Brian led the way, taking them up to the end of the produce section, which terminated into a bread section. Between the end of the produce section and the bread section was a gap that looked out onto refrigerator islands and wall refrigerators filled with dairy products.
“There,” Brian said, and pointed to the right, past the dairy islands, “they’re all in the meat section down there.”
Sven looked, but couldn’t see any zombies from his angle. There were noises coming from the area to which Brian was pointing—sloshing, churning, and ripping noises, and Sven could easily imagine what they meant.

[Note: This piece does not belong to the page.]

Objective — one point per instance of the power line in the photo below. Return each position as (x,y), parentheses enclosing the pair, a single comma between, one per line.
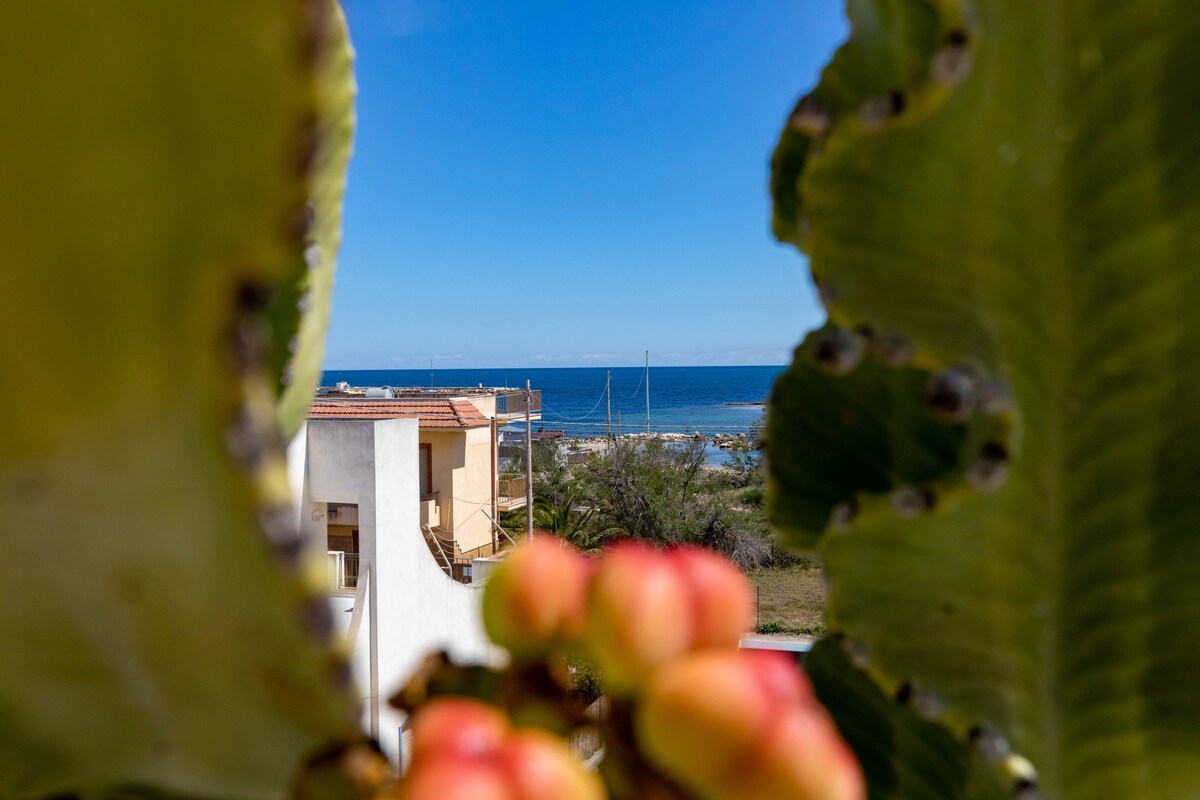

Now feeling the full onslaught of adrenalin from the energy drinks and his fear, Sven took the shotgun off his shoulder and held it diagonally in front of his body, pointing up and to the left. “I’ll open up on them with this...and...” Sven wasn’t sure what came next.
Ivan meowed.
“And we’ll have your back,” Brian said, giving the baseball bat a swing.
“Agreed,” Milt said, removing his ridiculous-looking sword from its scabbard.
Sven’s only consolation at that moment was the presence of the machetes on his belt. If he got into a jam, or if the theorized shotgun assault didn’t take care of business...there would be the long, wooden-handled, wondrous—
He shook the thought off and walked out through the gap between the produce and bread, making no effort to conceal his presence...and then he saw them.
88
Sven understood at once what the noises were. The zombies were chomping, munching, crunching…
It was utterly disgusting. Sven felt the Starbucks beverages rumble in his stomach as he stood there, transfixed by the zombies and their attack on the raw meat.
“That is a decidedly revolting vision,” Milt said, coming up behind Sven. “If I may be permitted to say so.”